# Cost of keeping a Tiger Salamander?



## metalgod (Nov 2, 2008)

How much does it cost per week to own a Tiger Salamander? Including all bedding and food.

Thanks


----------



## spend_day (Apr 10, 2008)

metalgod said:


> How much does it cost per week to own a Tiger Salamander? Including all bedding and food.
> 
> Thanks


cost me maybe £3-£5 a month


----------



## sean k (Dec 20, 2007)

*tigers*

i have 5 tiger salamanders and it costs me about £10 a month.


----------



## metalgod (Nov 2, 2008)

I thought it'd be a lot more than that with the food alone. The crickets, mealworms, locusts etc... cost about £2.50 per small tub. How many creatures do you need to feed them in one sitting and how long does 1 little tub of small insects last before they all die off?
Also how often do you change the sphagnum moss and soil substrate?


----------



## spend_day (Apr 10, 2008)

metalgod said:


> I thought it'd be a lot more than that with the food alone. The crickets, mealworms, locusts etc... cost about £2.50 per small tub. How many creatures do you need to feed them in one sitting and how long does 1 little tub of small insects last before they all die off?
> Also how often do you change the sphagnum moss and soil substrate?

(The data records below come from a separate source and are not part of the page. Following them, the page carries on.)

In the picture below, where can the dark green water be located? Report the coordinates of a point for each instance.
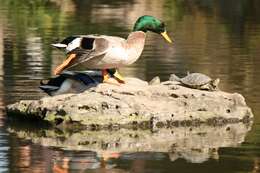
(220, 38)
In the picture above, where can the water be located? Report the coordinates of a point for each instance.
(219, 38)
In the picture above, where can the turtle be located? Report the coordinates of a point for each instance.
(197, 81)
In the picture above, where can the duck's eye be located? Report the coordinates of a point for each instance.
(162, 25)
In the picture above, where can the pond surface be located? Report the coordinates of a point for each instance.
(219, 38)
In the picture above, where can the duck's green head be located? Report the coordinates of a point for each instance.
(150, 23)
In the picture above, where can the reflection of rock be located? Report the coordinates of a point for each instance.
(136, 103)
(196, 144)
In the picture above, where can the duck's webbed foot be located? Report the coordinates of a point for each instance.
(112, 76)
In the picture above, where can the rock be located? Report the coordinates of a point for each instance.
(136, 104)
(194, 144)
(155, 81)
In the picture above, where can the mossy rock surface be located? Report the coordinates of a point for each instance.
(136, 103)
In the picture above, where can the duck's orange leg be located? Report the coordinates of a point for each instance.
(110, 78)
(65, 64)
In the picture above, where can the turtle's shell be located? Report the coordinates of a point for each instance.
(195, 79)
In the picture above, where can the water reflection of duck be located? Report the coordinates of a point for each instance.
(71, 82)
(107, 52)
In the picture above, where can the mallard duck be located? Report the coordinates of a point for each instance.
(71, 82)
(109, 52)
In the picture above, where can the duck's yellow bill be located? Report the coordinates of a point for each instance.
(166, 37)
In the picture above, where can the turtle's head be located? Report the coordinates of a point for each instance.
(150, 23)
(215, 83)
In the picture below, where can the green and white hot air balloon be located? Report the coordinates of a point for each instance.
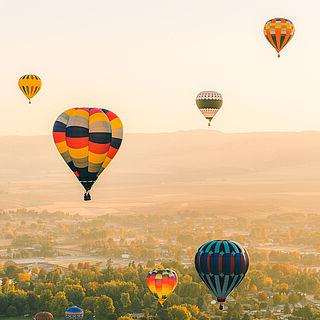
(209, 103)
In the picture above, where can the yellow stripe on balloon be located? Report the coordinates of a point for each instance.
(70, 112)
(96, 158)
(100, 116)
(106, 162)
(78, 153)
(62, 146)
(81, 113)
(116, 123)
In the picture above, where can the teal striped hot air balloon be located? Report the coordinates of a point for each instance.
(221, 265)
(74, 313)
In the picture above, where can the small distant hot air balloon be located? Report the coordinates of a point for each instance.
(162, 282)
(74, 313)
(209, 103)
(279, 32)
(44, 315)
(30, 85)
(221, 265)
(87, 139)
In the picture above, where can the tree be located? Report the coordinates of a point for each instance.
(179, 313)
(125, 299)
(33, 301)
(45, 299)
(74, 293)
(88, 303)
(12, 311)
(104, 307)
(59, 303)
(4, 304)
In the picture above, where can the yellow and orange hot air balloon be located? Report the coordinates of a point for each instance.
(162, 283)
(30, 85)
(279, 31)
(87, 139)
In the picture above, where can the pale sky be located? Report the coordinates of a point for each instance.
(146, 60)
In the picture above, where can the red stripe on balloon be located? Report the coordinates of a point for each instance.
(98, 147)
(112, 152)
(77, 143)
(111, 115)
(59, 137)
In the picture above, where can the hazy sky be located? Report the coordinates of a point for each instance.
(146, 60)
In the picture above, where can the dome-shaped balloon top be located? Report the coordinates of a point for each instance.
(74, 313)
(43, 315)
(210, 95)
(209, 103)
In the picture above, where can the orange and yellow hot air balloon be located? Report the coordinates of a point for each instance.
(279, 31)
(30, 85)
(87, 139)
(162, 283)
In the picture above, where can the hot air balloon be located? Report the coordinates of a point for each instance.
(278, 32)
(43, 316)
(87, 139)
(221, 265)
(209, 103)
(74, 313)
(162, 283)
(30, 85)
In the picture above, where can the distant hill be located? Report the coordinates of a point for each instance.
(183, 169)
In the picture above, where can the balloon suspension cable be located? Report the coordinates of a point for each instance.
(87, 196)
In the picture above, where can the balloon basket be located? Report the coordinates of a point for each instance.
(87, 196)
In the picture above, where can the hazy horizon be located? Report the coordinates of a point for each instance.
(147, 61)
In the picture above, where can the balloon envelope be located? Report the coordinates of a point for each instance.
(43, 316)
(30, 85)
(74, 313)
(209, 103)
(162, 282)
(87, 139)
(279, 31)
(222, 265)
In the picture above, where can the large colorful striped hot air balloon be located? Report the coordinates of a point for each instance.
(87, 139)
(44, 315)
(221, 264)
(30, 85)
(279, 32)
(74, 313)
(162, 283)
(209, 103)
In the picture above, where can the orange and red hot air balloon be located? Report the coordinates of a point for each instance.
(162, 283)
(279, 31)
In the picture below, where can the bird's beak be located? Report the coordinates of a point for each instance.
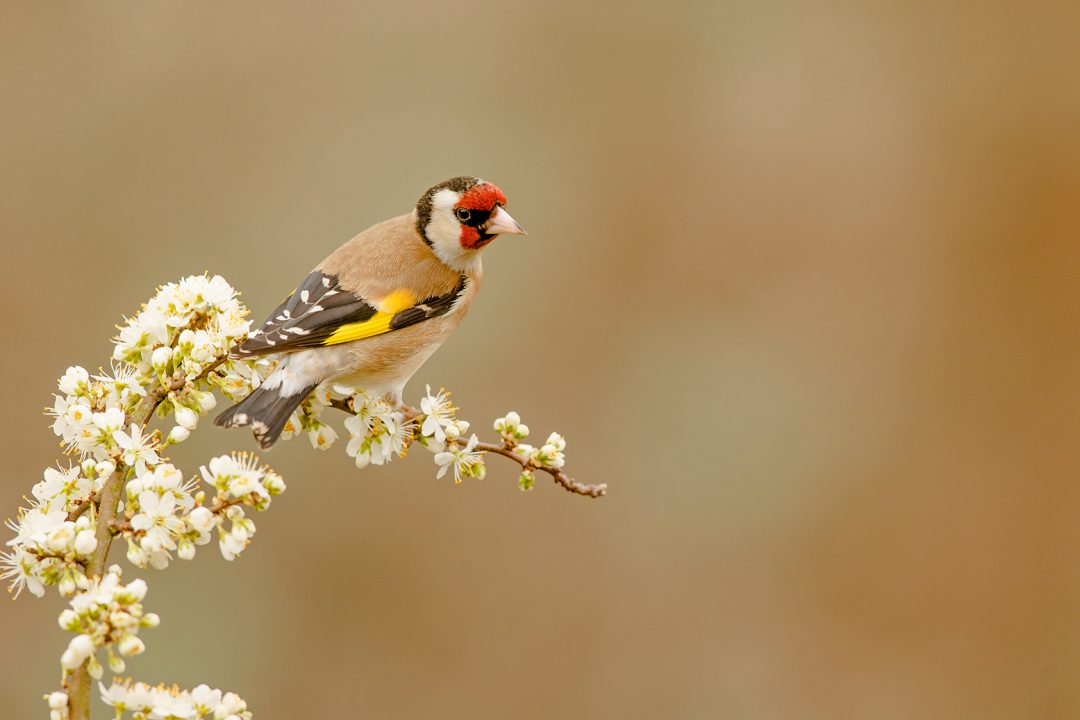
(502, 223)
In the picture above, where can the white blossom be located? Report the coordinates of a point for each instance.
(463, 459)
(439, 413)
(138, 449)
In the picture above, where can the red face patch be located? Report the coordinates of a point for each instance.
(471, 240)
(482, 198)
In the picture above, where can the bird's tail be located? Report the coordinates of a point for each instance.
(265, 410)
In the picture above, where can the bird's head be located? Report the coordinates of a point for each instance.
(458, 217)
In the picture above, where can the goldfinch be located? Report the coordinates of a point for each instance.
(378, 307)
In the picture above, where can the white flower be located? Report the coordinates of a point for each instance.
(21, 568)
(178, 434)
(158, 519)
(80, 648)
(464, 461)
(115, 694)
(160, 357)
(130, 644)
(526, 452)
(166, 705)
(439, 415)
(138, 449)
(75, 381)
(85, 542)
(322, 437)
(550, 456)
(36, 525)
(511, 426)
(201, 519)
(205, 700)
(395, 433)
(186, 417)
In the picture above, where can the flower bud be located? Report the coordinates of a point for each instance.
(186, 417)
(136, 555)
(61, 538)
(178, 434)
(136, 589)
(68, 585)
(69, 621)
(201, 519)
(160, 358)
(79, 649)
(185, 549)
(117, 663)
(85, 542)
(274, 484)
(205, 401)
(130, 644)
(57, 701)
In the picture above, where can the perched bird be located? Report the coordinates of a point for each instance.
(378, 307)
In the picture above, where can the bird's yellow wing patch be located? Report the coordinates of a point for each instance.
(321, 313)
(377, 324)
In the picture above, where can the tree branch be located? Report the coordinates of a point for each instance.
(558, 476)
(79, 683)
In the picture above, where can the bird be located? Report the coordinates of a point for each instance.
(375, 309)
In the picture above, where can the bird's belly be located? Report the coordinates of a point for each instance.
(383, 374)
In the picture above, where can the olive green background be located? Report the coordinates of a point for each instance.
(800, 285)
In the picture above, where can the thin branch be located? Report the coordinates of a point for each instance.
(562, 478)
(558, 476)
(79, 682)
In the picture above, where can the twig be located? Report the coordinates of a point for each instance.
(561, 478)
(79, 683)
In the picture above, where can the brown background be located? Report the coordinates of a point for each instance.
(800, 285)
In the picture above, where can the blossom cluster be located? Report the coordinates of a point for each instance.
(165, 514)
(49, 549)
(550, 456)
(167, 361)
(172, 703)
(107, 614)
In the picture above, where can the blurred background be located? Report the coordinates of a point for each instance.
(800, 285)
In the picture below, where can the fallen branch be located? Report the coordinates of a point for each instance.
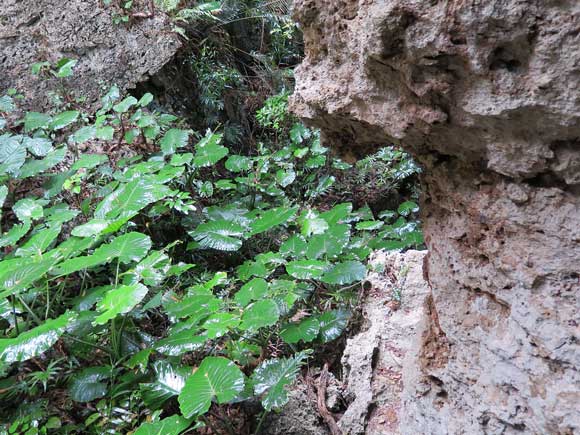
(321, 402)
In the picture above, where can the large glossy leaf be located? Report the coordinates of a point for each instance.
(345, 273)
(173, 425)
(63, 119)
(332, 324)
(131, 198)
(215, 377)
(169, 381)
(272, 378)
(253, 290)
(34, 167)
(119, 300)
(35, 341)
(260, 314)
(181, 342)
(173, 140)
(295, 246)
(219, 324)
(222, 235)
(306, 269)
(194, 306)
(127, 248)
(34, 121)
(237, 163)
(12, 154)
(305, 330)
(271, 218)
(39, 242)
(90, 384)
(38, 146)
(208, 151)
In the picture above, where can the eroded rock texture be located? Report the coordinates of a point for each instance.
(47, 30)
(486, 95)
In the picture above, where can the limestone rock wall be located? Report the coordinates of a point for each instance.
(47, 30)
(486, 95)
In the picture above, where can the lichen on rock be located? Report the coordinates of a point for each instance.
(485, 96)
(108, 53)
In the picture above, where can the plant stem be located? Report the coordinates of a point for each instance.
(261, 422)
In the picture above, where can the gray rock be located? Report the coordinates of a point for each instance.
(47, 30)
(485, 96)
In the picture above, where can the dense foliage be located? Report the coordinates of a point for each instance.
(154, 280)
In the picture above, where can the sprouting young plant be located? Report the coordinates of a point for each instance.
(97, 266)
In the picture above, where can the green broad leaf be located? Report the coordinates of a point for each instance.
(37, 146)
(35, 341)
(14, 234)
(408, 207)
(3, 195)
(90, 384)
(91, 228)
(84, 134)
(295, 246)
(221, 235)
(285, 178)
(195, 306)
(168, 382)
(127, 248)
(173, 140)
(28, 209)
(64, 67)
(337, 213)
(35, 167)
(216, 378)
(12, 154)
(63, 119)
(312, 224)
(18, 274)
(272, 378)
(306, 269)
(329, 244)
(237, 163)
(130, 198)
(35, 120)
(369, 225)
(220, 324)
(299, 132)
(180, 342)
(332, 324)
(139, 360)
(345, 273)
(306, 330)
(254, 290)
(39, 242)
(145, 100)
(124, 105)
(315, 162)
(7, 104)
(181, 159)
(105, 133)
(272, 218)
(173, 425)
(119, 300)
(209, 151)
(260, 314)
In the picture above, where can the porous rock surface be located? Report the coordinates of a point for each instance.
(485, 94)
(48, 30)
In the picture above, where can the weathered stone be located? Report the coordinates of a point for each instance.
(381, 363)
(47, 30)
(485, 95)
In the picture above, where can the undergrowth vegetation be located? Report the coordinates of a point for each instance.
(158, 280)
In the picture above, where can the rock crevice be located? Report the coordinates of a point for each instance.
(485, 96)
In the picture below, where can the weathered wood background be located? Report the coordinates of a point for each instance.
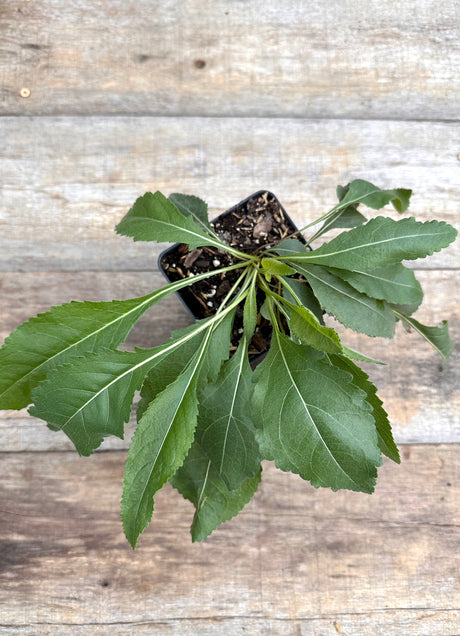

its kinda hard to tell (as i have lots of pets) but buying from good online livefood shops keeps costs down. also if u keep the bugs well fed and watered then they last for ages (ive had some go a few months). i feed either a few good sized earthworms (3-4) or a couple of waxies, crickets depend on what size i have.
i change substrate once a month


----------



## sean k (Dec 20, 2007)

*tiger salamanders*

i do the same really as i have lots of amphibians and reptiles i buy quite a lot of food for all of them.#

they are a great salamander to keep


----------



## KJ Exotics (Jun 16, 2007)

if you feed worms not a very lot. change bedding every so often. Feed worms get from your garden as long as no pesticides been used, or buy in.


----------